Quantum dots - small semiconducting nanocrystals - can produce a rainbow of colors depending on their size.FLICKR, ARGONNE NATIONAL LABORATORY

THE DEVICE: Commercially available quantum dots are nano-scale semiconductors that shift color in response to changes in temperature. The dots have two layers—an inner cadmium selenide core, and an outer zinc sulfide shell. Being biocompatible, researchers have used quantum dots as an alternative to fluorescent dyes to label and track cellular components, primarily in vitro.

Now, taking advantage of the tiny quantum dots' sensitivity to temperature, Haw Yang at Princeton University and his colleagues at the University of California, Berkeley, are repurposing them as an array of thermometers to use inside cells. They inserted the dots into mouse fibroblasts and measured temperature changes in various parts of the cell as they adjusted the temperature.

“We were asking whether the intracellular temperature response is homogeneous or not,” Yang told The...

WHAT'S NEW: The use of quantum dots as a nanothermometer is not new, but the application to cellular adaptations is. John Capobianco, the Concordia University Research Chair in Nanoscience, and colleagues published work last year showing that quantum dots could be used as a nanothermometer in HeLa cervical cancer cells. “It's nice that somebody has actually taken the idea of nanothermometers and used it to measure the temperature in a cell when you apply an external shock,” Capobianco said.

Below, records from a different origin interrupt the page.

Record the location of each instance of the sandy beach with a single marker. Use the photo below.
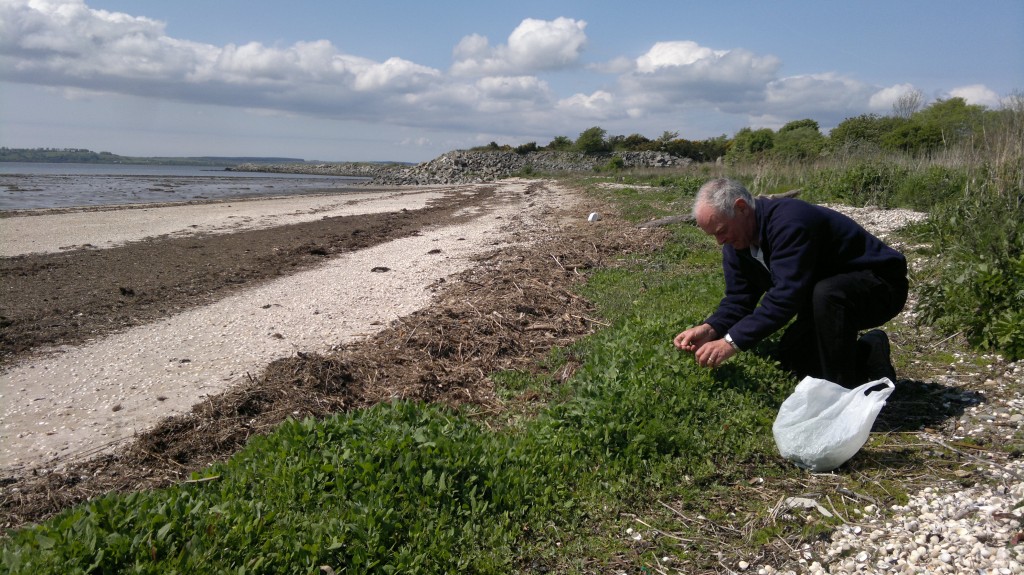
(80, 400)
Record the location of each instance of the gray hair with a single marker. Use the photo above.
(721, 194)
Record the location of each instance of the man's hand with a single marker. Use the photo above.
(714, 353)
(704, 342)
(694, 338)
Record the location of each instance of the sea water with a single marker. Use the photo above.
(40, 185)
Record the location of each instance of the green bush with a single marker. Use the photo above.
(977, 285)
(866, 183)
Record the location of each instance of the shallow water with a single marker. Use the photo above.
(32, 186)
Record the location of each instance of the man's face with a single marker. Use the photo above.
(736, 231)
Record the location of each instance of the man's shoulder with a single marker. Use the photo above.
(791, 210)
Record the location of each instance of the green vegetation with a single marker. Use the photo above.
(637, 437)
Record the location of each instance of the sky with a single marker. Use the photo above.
(379, 80)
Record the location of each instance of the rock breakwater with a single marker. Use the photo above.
(463, 167)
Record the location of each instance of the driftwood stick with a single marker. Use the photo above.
(689, 217)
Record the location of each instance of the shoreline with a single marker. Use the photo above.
(87, 399)
(58, 229)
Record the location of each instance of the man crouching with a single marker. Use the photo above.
(804, 261)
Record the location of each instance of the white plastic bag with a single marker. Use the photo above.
(821, 424)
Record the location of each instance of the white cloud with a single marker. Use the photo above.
(670, 54)
(977, 94)
(882, 101)
(534, 46)
(677, 75)
(811, 93)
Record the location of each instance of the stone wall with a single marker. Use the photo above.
(474, 167)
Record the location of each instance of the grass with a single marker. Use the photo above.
(639, 462)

Yang's group added multiple quantum dots to each of 31 mouse fibroblasts. When sent into the cells, the dots landed up in different locations, providing a sampling of temperature responses throughout each cell. The researchers then added calcium, which is known to increase cellular temperature. As calcium entered the cells, the dots, for the most part, shifted toward the red light spectrum, indicating a temperature rise. But the researchers saw that the dots' response to the calcium was not uniform across the cell. Some dots indicated a rise as great as 8°C, whereas others showed little change at all.

Photomicrograph of ciliate T. pyriformis during cell division with accumulated quantum dots appearing red. The cells used in Yang's study were mouse fibroblasts.
Photomicrograph of ciliate T. pyriformis during cell division with accumulated quantum dots appearing red. The cells used in Yang's study were mouse fibroblasts.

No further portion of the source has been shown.